This is a bash shell script that allows you to easily see the status of all of your Git repositories. If you're like me, and you keep every single project in a different repository, it can be very useful to see on which repositories you need to work.
$ gitdaily
───────────────────────────────────────────────────────────
GitDaily
───────────────────────────────────────────────────────────
dirtyrepo is not clean
Changes not staged for commit:
modified: .bashrc
───────────────────────────────────────────────────────────
66% of 3 repos clean
───────────────────────────────────────────────────────────
$ gitdaily --all --compact
───────────────────────────────────────────────────────────
GitDaily
───────────────────────────────────────────────────────────
dotfiles is clean
gitdaily is clean
dirtyrepo 1 file changed, 0 insertions(+), 0 deletions(-)
───────────────────────────────────────────────────────────
66% of 3 repos clean
───────────────────────────────────────────────────────────
Normally, you'd have a configuration file sitting at ~/.config/gitdaily_paths
. This file should contain the paths to the repositories that you want to track.
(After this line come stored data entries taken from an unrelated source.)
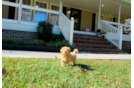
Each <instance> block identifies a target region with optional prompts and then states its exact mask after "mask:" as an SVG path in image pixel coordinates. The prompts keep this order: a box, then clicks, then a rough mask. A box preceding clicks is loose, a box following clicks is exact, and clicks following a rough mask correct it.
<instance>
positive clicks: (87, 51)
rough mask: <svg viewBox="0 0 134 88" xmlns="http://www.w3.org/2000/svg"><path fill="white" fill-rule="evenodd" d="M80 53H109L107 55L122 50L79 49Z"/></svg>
mask: <svg viewBox="0 0 134 88" xmlns="http://www.w3.org/2000/svg"><path fill="white" fill-rule="evenodd" d="M78 49H79V52H82V51H85V52H92V53H100V52H107V53H110V52H112V53H118V52H120V50H118V49H111V48H108V49H107V48H82V47H78Z"/></svg>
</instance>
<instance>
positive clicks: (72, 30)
mask: <svg viewBox="0 0 134 88" xmlns="http://www.w3.org/2000/svg"><path fill="white" fill-rule="evenodd" d="M59 28H60V30H61V32H62V34H63V36H64V37H65V39H66V40H68V41H69V43H70V45H72V43H73V29H74V18H71V20H69V19H68V18H67V17H66V16H65V15H64V14H63V13H62V12H60V14H59Z"/></svg>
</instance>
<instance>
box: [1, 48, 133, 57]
mask: <svg viewBox="0 0 134 88" xmlns="http://www.w3.org/2000/svg"><path fill="white" fill-rule="evenodd" d="M2 56H3V57H25V58H55V56H57V57H58V58H60V56H61V54H60V52H59V53H58V52H40V51H22V50H21V51H20V50H2ZM77 58H78V59H131V54H93V53H84V52H83V53H82V52H81V53H78V54H77Z"/></svg>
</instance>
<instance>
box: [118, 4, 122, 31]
mask: <svg viewBox="0 0 134 88" xmlns="http://www.w3.org/2000/svg"><path fill="white" fill-rule="evenodd" d="M120 16H121V6H119V13H118V28H119V29H120Z"/></svg>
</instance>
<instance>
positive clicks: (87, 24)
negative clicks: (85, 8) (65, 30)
mask: <svg viewBox="0 0 134 88" xmlns="http://www.w3.org/2000/svg"><path fill="white" fill-rule="evenodd" d="M92 16H93V13H92V12H88V11H84V10H82V12H81V28H80V29H81V31H86V28H89V29H90V31H91V30H92Z"/></svg>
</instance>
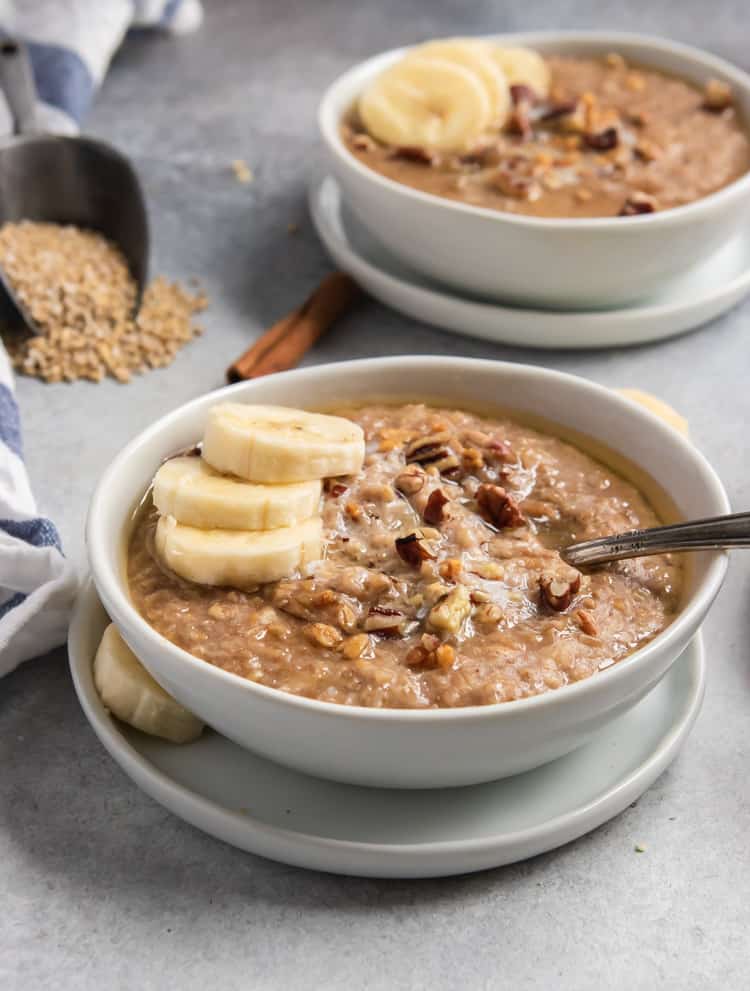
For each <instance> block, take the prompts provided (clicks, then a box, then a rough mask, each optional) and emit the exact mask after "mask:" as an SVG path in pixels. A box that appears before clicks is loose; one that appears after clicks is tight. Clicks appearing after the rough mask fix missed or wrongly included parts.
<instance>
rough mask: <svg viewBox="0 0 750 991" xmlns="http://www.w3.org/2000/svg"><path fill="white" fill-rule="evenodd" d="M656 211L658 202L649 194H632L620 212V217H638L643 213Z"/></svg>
mask: <svg viewBox="0 0 750 991" xmlns="http://www.w3.org/2000/svg"><path fill="white" fill-rule="evenodd" d="M655 210H656V200H655V199H654V198H653V196H649V195H648V193H638V192H636V193H632V194H631V195H630V196H629V197H628V198H627V199H626V200H625V203H624V204H623V207H622V210H620V213H619V216H620V217H637V216H638V215H639V214H641V213H653V212H654V211H655Z"/></svg>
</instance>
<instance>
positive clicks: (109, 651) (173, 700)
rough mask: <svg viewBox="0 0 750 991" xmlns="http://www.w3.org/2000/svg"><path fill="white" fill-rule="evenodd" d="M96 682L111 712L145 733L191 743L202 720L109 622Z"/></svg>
mask: <svg viewBox="0 0 750 991" xmlns="http://www.w3.org/2000/svg"><path fill="white" fill-rule="evenodd" d="M94 684H95V685H96V690H97V692H98V693H99V697H100V698H101V700H102V702H103V703H104V705H105V706H106V708H107V709H109V711H110V712H111V713H112V715H114V716H117V718H118V719H121V720H122V721H123V722H124V723H127V724H128V725H129V726H134V727H135V728H136V729H139V730H141V732H143V733H150V734H151V736H160V737H162V739H164V740H171V741H172V743H189V742H190V741H191V740H195V739H197V738H198V737H199V736H200V735H201V733H202V732H203V723H202V722H201V721H200V719H198V717H197V716H194V715H193V713H192V712H188V710H187V709H185V708H183V707H182V706H181V705H180V703H179V702H177V701H176V700H175V699H173V698H172V696H171V695H169V694H168V693H167V692H165V691H164V689H163V688H162V687H161V685H159V684H158V683H157V682H156V681H154V679H153V678H152V677H151V675H150V674H149V673H148V671H147V670H146V669H145V668H144V667H143V665H142V664H141V662H140V661H139V660H138V658H137V657H136V656H135V654H134V653H133V652H132V650H131V649H130V648H129V647H128V645H127V644H126V643H125V641H124V640H123V639H122V637H121V636H120V633H119V630H118V629H117V627H116V626H115V625H114V623H110V625H109V626H108V627H107V629H106V630H105V631H104V636H103V637H102V639H101V643H100V644H99V649H98V650H97V652H96V657H95V658H94Z"/></svg>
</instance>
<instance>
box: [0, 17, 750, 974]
mask: <svg viewBox="0 0 750 991" xmlns="http://www.w3.org/2000/svg"><path fill="white" fill-rule="evenodd" d="M209 2H210V0H209ZM210 5H211V7H212V9H211V11H210V12H209V16H208V18H207V23H206V26H205V28H204V30H203V31H202V33H200V34H199V35H195V36H192V37H187V38H184V39H177V40H173V39H166V38H157V37H153V36H146V35H141V36H139V37H137V38H134V39H131V40H130V41H129V42H128V44H127V46H126V48H125V49H124V50H123V52H122V53H121V54H120V55H119V56H118V58H117V60H116V62H115V64H114V66H113V68H112V71H111V73H110V75H109V77H108V79H107V81H106V84H105V86H104V89H103V91H102V93H101V96H100V99H99V102H98V105H97V107H96V110H95V112H94V114H93V116H92V118H91V119H90V123H89V126H90V130H91V131H92V132H94V133H95V134H97V135H100V136H101V137H104V138H107V139H110V140H112V141H114V142H116V143H117V144H119V145H121V146H122V147H123V148H124V149H126V150H127V151H128V152H130V153H131V154H132V155H133V157H134V159H135V162H136V165H137V167H138V169H139V170H140V173H141V175H142V177H143V181H144V185H145V190H146V194H147V197H148V200H149V204H150V208H151V218H152V224H153V230H154V269H155V270H162V271H165V272H166V273H168V274H172V275H175V276H187V275H189V274H192V273H195V274H198V275H200V276H201V278H202V279H203V280H204V282H205V284H206V286H207V288H208V290H209V292H210V294H211V296H212V297H213V305H212V307H211V310H210V311H209V313H208V314H207V316H206V321H205V323H206V326H207V333H206V336H205V337H204V338H203V339H202V340H201V341H200V342H198V343H196V344H195V345H193V346H191V347H190V348H189V349H187V350H186V351H185V352H184V353H183V354H182V355H181V356H180V358H179V360H178V361H177V362H176V363H175V364H174V365H173V366H172V367H171V368H170V369H168V370H166V371H161V372H155V373H152V374H150V375H148V376H145V377H143V378H142V379H140V380H139V381H137V382H135V383H134V384H132V385H130V386H127V387H122V386H118V385H115V384H109V383H107V384H103V385H100V386H88V385H85V384H82V385H79V386H75V387H65V386H59V387H44V386H42V385H40V384H39V383H37V382H33V381H27V380H26V381H22V382H21V383H20V384H19V397H20V401H21V404H22V410H23V417H24V427H25V434H26V444H27V448H28V462H29V468H30V472H31V475H32V479H33V481H34V484H35V488H36V491H37V493H38V496H39V501H40V503H41V506H42V508H43V510H44V511H45V512H47V513H48V514H49V515H51V516H52V517H53V518H54V519H55V520H56V521H57V522H58V524H59V526H60V529H61V531H62V535H63V538H64V541H65V545H66V547H67V550H68V552H69V554H70V555H72V557H73V558H74V559H75V560H76V561H77V562H79V563H80V564H81V565H82V564H83V557H84V551H83V541H82V526H83V519H84V513H85V508H86V503H87V500H88V497H89V494H90V492H91V488H92V485H93V484H94V482H95V481H96V479H97V477H98V476H99V474H100V472H101V471H102V469H103V468H104V466H105V465H106V464H107V462H108V461H109V460H110V459H111V457H112V456H113V455H114V453H115V452H116V451H117V450H118V449H119V448H120V447H121V445H122V444H123V443H124V442H125V441H127V440H128V439H129V438H130V437H131V436H132V435H133V434H134V433H135V432H136V431H138V430H140V429H141V428H142V427H144V426H146V425H147V424H148V423H150V422H151V421H152V420H153V419H154V418H155V417H157V416H159V415H160V414H162V413H164V412H166V411H167V410H168V409H170V408H171V407H173V406H175V405H177V404H179V403H181V402H183V401H184V400H187V399H189V398H191V397H193V396H195V395H197V394H199V393H202V392H204V391H206V390H208V389H211V388H214V387H216V386H218V385H220V384H221V383H222V373H223V369H224V367H225V365H226V364H227V360H228V359H230V358H231V357H233V356H234V355H235V353H236V352H238V351H240V350H242V348H243V347H244V346H245V345H246V343H247V342H248V341H249V340H250V339H251V338H252V337H253V335H255V334H256V333H258V332H259V330H260V329H261V328H262V327H263V326H264V325H266V324H268V323H269V321H271V320H272V319H273V318H275V317H276V316H278V315H279V314H280V313H282V312H284V311H286V310H287V309H289V308H290V307H291V306H292V305H293V304H296V303H297V301H299V300H300V299H301V298H302V297H303V296H304V295H305V294H306V293H307V292H308V290H309V289H310V288H311V287H312V286H313V285H314V284H315V283H316V282H317V280H318V279H319V278H320V276H321V275H322V274H323V273H324V272H325V271H326V270H327V269H328V263H327V260H326V258H325V257H324V255H323V252H322V250H321V248H320V247H319V245H318V244H317V242H316V239H315V236H314V234H313V232H312V231H311V229H310V225H309V222H308V220H307V218H306V211H305V205H304V197H305V182H306V176H307V174H308V169H309V166H310V162H311V159H312V158H313V157H314V149H315V128H314V110H315V105H316V100H317V98H318V94H319V93H320V91H321V90H322V88H323V86H324V85H325V84H327V83H328V82H329V81H330V80H331V79H332V78H333V77H334V76H335V75H336V74H337V73H338V72H339V71H340V70H342V69H343V68H345V67H346V66H348V65H349V64H351V63H352V62H354V61H356V60H357V59H359V58H360V57H362V56H364V55H366V54H369V53H371V52H374V51H376V50H378V49H381V48H384V47H387V46H391V45H394V44H397V43H401V42H405V41H410V40H417V39H419V38H420V37H424V36H429V35H437V34H450V33H454V32H458V31H466V30H474V31H480V30H502V29H514V28H516V29H520V28H531V27H552V26H564V27H592V26H593V27H607V28H620V29H633V28H639V27H647V28H648V29H649V30H651V31H653V32H654V33H662V34H668V35H671V36H673V37H676V38H680V39H682V40H686V41H692V42H696V43H699V44H702V45H703V46H705V47H707V48H710V49H713V50H714V51H716V52H718V53H720V54H723V55H725V56H727V57H729V58H733V59H734V60H736V61H737V62H739V63H740V64H743V63H744V65H745V67H746V68H750V56H749V55H748V52H747V47H746V35H747V31H746V28H747V11H746V4H745V0H718V2H715V3H713V4H710V5H708V6H707V5H706V4H705V3H704V2H698V0H689V2H688V0H684V2H677V0H673V2H664V3H661V4H658V5H657V4H653V3H647V2H645V0H643V2H641V3H637V2H635V0H630V2H629V3H625V4H623V3H621V2H612V0H607V2H600V3H597V2H596V0H589V2H573V0H565V2H553V0H544V2H539V3H535V4H519V5H517V9H513V10H512V12H511V5H509V4H501V3H498V2H496V3H490V2H475V3H473V4H472V5H468V4H467V5H463V4H462V3H460V2H459V0H452V2H450V0H439V2H438V0H434V2H428V0H422V2H418V0H377V2H372V3H358V4H355V3H350V2H348V0H337V2H336V0H320V2H317V3H314V2H312V0H298V2H297V3H292V2H290V0H274V2H273V3H270V2H262V0H256V2H247V3H243V2H241V0H236V2H234V3H229V2H219V0H214V2H213V3H211V4H210ZM469 7H470V10H469ZM234 158H244V159H246V160H247V161H248V162H249V163H250V164H251V166H252V168H253V169H254V171H255V175H256V180H255V182H254V183H253V184H252V185H251V186H241V185H239V184H238V183H236V182H235V180H234V179H233V177H232V174H231V172H230V170H229V163H230V161H231V160H232V159H234ZM289 223H299V224H300V231H299V233H298V234H296V235H294V236H290V235H289V234H288V233H287V225H288V224H289ZM749 319H750V304H745V306H744V307H741V308H739V309H737V310H735V311H734V312H733V313H731V314H730V315H729V316H727V317H726V318H724V319H722V320H720V321H718V322H716V323H714V324H713V325H712V326H710V327H707V328H705V329H703V330H701V331H699V332H697V333H695V334H693V335H691V336H689V337H685V338H683V339H680V340H676V341H672V342H668V343H665V344H661V345H656V346H652V347H646V348H642V349H638V350H620V351H612V352H606V353H593V352H592V353H585V354H564V353H547V354H534V353H525V352H523V351H519V350H510V349H504V348H500V347H493V346H490V345H487V344H483V343H480V342H475V341H471V340H464V339H462V338H456V337H451V336H449V335H447V334H442V333H439V332H437V331H434V330H431V329H430V328H428V327H426V326H419V325H415V324H413V323H409V322H407V321H406V320H404V319H402V318H401V317H399V316H398V315H396V314H394V313H389V312H388V311H386V310H385V309H384V308H382V307H380V306H378V305H376V304H374V303H369V304H366V305H365V306H363V307H362V308H361V309H360V310H359V311H358V312H357V313H356V314H353V315H352V316H351V317H350V318H349V319H347V320H346V321H344V322H342V323H341V324H340V325H339V326H338V327H337V328H336V330H335V331H334V332H332V333H331V334H330V335H329V336H328V337H327V339H326V340H325V341H324V342H323V343H322V344H321V345H320V347H318V348H317V349H316V351H315V353H314V355H312V356H311V357H310V360H311V361H316V362H319V361H327V360H337V359H342V358H345V357H350V356H360V355H371V354H382V353H402V352H428V353H460V354H467V355H480V356H486V357H504V358H505V357H507V358H511V359H512V360H516V361H522V360H528V361H532V362H540V363H545V364H550V365H553V366H554V367H557V368H561V369H566V370H570V371H575V372H579V373H581V374H583V375H585V376H588V377H591V378H593V379H595V380H597V381H600V382H603V383H606V384H609V385H638V386H640V387H642V388H646V389H651V390H653V391H654V392H657V393H659V394H660V395H662V396H663V397H664V398H665V399H667V400H669V401H670V402H672V403H674V405H675V406H676V407H677V408H678V409H680V410H681V411H682V412H684V413H685V414H686V415H687V416H688V417H689V418H690V421H691V425H692V429H693V433H694V436H695V439H696V441H697V443H698V444H699V445H700V446H701V448H702V449H703V450H704V451H705V452H706V454H707V455H708V456H709V458H710V459H711V460H712V461H713V463H714V464H715V466H716V467H717V469H718V470H719V472H720V473H721V475H722V476H723V478H724V480H725V482H726V485H727V487H728V489H729V492H730V495H731V498H732V501H733V504H734V505H735V506H736V507H737V508H740V507H743V508H748V507H749V506H750V486H749V477H750V476H748V473H747V470H746V466H745V463H744V457H745V455H746V452H747V449H748V444H747V410H748V406H747V402H748V398H747V397H748V393H747V371H748V346H747V325H748V320H749ZM749 563H750V561H749V560H748V559H745V558H742V557H741V556H740V555H737V557H736V558H735V559H734V560H733V562H732V565H731V568H730V574H729V581H728V584H727V586H726V587H725V589H724V591H723V593H722V595H721V597H720V600H719V602H718V603H717V605H716V607H715V609H714V610H713V612H712V613H711V616H710V618H709V620H708V622H707V624H706V644H707V648H708V655H709V684H708V694H707V698H706V704H705V707H704V710H703V713H702V715H701V717H700V718H699V721H698V724H697V726H696V728H695V730H694V732H693V734H692V736H691V738H690V740H689V741H688V743H687V745H686V746H685V749H684V751H683V753H682V755H681V757H680V758H679V759H678V761H677V763H676V764H675V765H674V766H673V768H672V769H671V770H670V771H668V772H667V773H666V774H665V775H664V776H663V777H662V778H661V779H660V780H659V781H658V782H657V783H656V785H655V786H654V787H653V788H652V789H651V790H650V791H649V792H648V793H647V794H646V795H645V796H644V797H643V798H642V799H641V800H640V801H639V802H638V803H637V806H636V807H634V808H631V809H629V810H628V811H627V812H626V813H625V814H623V815H621V816H620V817H619V818H618V819H617V820H615V821H614V822H611V823H610V824H608V825H607V826H605V827H603V828H601V829H599V830H597V831H596V832H595V833H593V834H591V835H589V836H587V837H585V838H584V839H582V840H580V841H578V842H577V843H575V844H572V845H570V846H568V847H566V848H564V849H562V850H559V851H557V852H555V853H551V854H548V855H545V856H543V857H539V858H536V859H535V860H533V861H530V862H528V863H525V864H521V865H519V866H516V867H510V868H506V869H502V870H497V871H491V872H488V873H485V874H482V875H477V876H473V877H466V878H459V879H453V880H445V881H430V882H419V883H415V882H409V883H406V882H404V883H395V882H393V883H378V882H371V881H361V880H356V879H341V878H335V877H330V876H324V875H316V874H312V873H306V872H304V871H300V870H295V869H291V868H286V867H283V866H279V865H276V864H272V863H269V862H266V861H263V860H260V859H258V858H254V857H252V856H249V855H247V854H243V853H240V852H239V851H236V850H233V849H231V848H229V847H226V846H223V845H222V844H220V843H218V842H216V841H214V840H212V839H210V838H208V837H206V836H204V835H202V834H201V833H199V832H197V831H196V830H194V829H192V828H191V827H189V826H187V825H184V824H183V823H181V822H179V821H178V820H176V819H174V818H173V817H172V816H171V815H169V814H168V813H166V812H164V811H163V810H162V809H161V808H160V807H159V806H158V805H156V804H155V803H154V802H152V801H151V800H150V799H148V798H147V797H146V796H144V795H143V794H142V793H141V792H139V791H138V789H137V788H136V787H135V786H134V785H133V784H131V782H130V781H129V780H128V779H127V778H126V777H125V776H124V775H123V774H122V773H121V772H120V771H119V769H118V768H117V767H116V766H115V764H114V763H113V762H112V761H111V760H110V759H109V757H108V756H107V755H106V754H105V752H104V751H103V750H102V748H101V747H100V746H99V744H98V742H97V741H96V739H95V738H94V735H93V733H92V732H91V731H90V730H89V728H88V725H87V724H86V722H85V720H84V718H83V715H82V714H81V712H80V710H79V708H78V705H77V703H76V700H75V698H74V695H73V691H72V688H71V685H70V681H69V677H68V674H67V670H66V667H65V655H64V652H63V651H58V652H57V653H55V654H54V655H52V656H50V657H48V658H45V659H41V660H38V661H35V662H32V663H30V664H28V665H27V666H26V667H25V668H24V669H22V670H19V671H18V672H17V673H16V674H14V675H13V676H11V677H10V678H8V679H7V681H6V682H4V683H3V684H2V686H1V688H0V754H1V757H0V760H1V761H2V779H1V781H2V783H1V784H0V816H1V823H2V825H1V826H0V878H1V879H2V889H3V900H4V904H3V910H2V912H0V985H2V987H4V988H14V989H15V988H24V989H26V988H28V989H37V988H48V987H62V988H92V989H93V988H139V989H147V988H149V989H150V988H159V989H171V988H180V989H188V988H203V987H206V986H209V987H220V988H222V989H234V988H264V989H265V988H277V987H278V988H282V987H283V988H287V989H296V988H316V987H327V988H339V987H341V988H343V987H347V988H360V987H362V988H365V987H367V988H402V987H404V988H422V987H432V988H453V987H466V988H472V989H473V988H493V989H494V988H506V987H507V988H511V989H527V988H528V989H531V988H539V989H548V988H553V987H555V988H557V987H560V988H566V989H567V988H570V989H588V988H591V989H594V988H596V989H598V988H600V987H602V986H603V985H607V986H609V987H612V988H618V989H619V988H645V987H661V988H669V989H672V988H679V989H681V991H690V989H704V988H714V987H722V988H729V989H733V988H739V987H741V986H745V985H746V980H747V965H748V937H747V932H748V929H749V928H750V855H748V817H749V816H750V774H749V773H748V772H749V764H748V757H749V753H748V751H749V749H750V748H749V746H748V739H749V738H750V665H749V664H748V652H747V643H748V639H749V638H750V637H749V635H750V613H749V612H748V609H747V601H748V596H749V594H750V567H748V565H749ZM635 842H641V843H643V844H645V845H646V846H647V852H646V853H644V854H641V855H638V854H636V853H634V849H633V846H634V843H635Z"/></svg>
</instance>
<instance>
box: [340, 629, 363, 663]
mask: <svg viewBox="0 0 750 991" xmlns="http://www.w3.org/2000/svg"><path fill="white" fill-rule="evenodd" d="M369 646H370V637H369V636H368V635H367V634H366V633H355V635H354V636H353V637H347V638H346V640H344V642H343V643H342V644H341V646H340V647H339V650H340V651H341V653H342V654H343V655H344V657H348V658H349V660H351V661H353V660H356V658H358V657H361V656H362V655H363V654H364V653H365V651H366V650H367V649H368V647H369Z"/></svg>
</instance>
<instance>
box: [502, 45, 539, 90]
mask: <svg viewBox="0 0 750 991" xmlns="http://www.w3.org/2000/svg"><path fill="white" fill-rule="evenodd" d="M490 51H491V54H492V57H493V58H494V60H495V64H496V65H498V66H499V67H500V69H501V70H502V71H503V72H504V73H505V78H506V79H507V80H508V84H509V85H510V86H517V85H524V86H530V87H531V89H533V90H534V92H535V93H536V95H537V96H539V97H542V98H544V97H547V96H548V95H549V81H550V73H549V67H548V66H547V63H546V62H545V61H544V59H543V58H542V56H541V55H540V54H539V52H535V51H534V50H533V49H532V48H503V47H502V46H501V45H493V46H491V49H490Z"/></svg>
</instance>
An example:
$HOME/repos/*
$HOME/stuff
This will cause GitDaily to track ~/stuff
and any subdirectory of ~/repos
that is a Git repository.
Run according to config file:
$ gitdaily
When you're in a Git repository and you want to see its status (kind of the same as running git status
):
$ gitdaily -l
$ gitdaily --local
When you're in a folder and you want to see the statuses of its subdirectories (will skip non-Git folders):
$ gitdaily -s
$ gitdaily --subdir
When you just want a compact list of which repositories aren't clean:
$ gitdaily -c
$ gitdaily --compact
When you want to know where the repository resides:
$ gitdaily -p
$ gitdaily --parent
When you want to see the help:
$ gitdaily -h
$ gitdaily --help
When you need to check the version of gitdaily:
$ gitdaily -v
$ gitdaily --version
Add a custom message to the newspaper, it will display just above the footer:
$ gitdaily "Hello world"
$ gitdaily "$(fortune)"
The flags
-l
and-s
are mutually exclusive.-c
can be used together with-l
or-s
.
Navigate to a directory where you'd like to keep GitDaily.
git clone https://github.com/Tobiaqs/gitdaily && sudo ln gitdaily/gitdaily /usr/local/bin/gitdaily && cowsay "All done!"
Navigate to the directory where you keep GitDaily.
git -C gitdaily pull && cowsay "Updated!"
Navigate to the directory where you keep GitDaily.
sudo rm /usr/local/bin/gitdaily && rm -rf gitdaily && cowsay "GitDaily has been removed."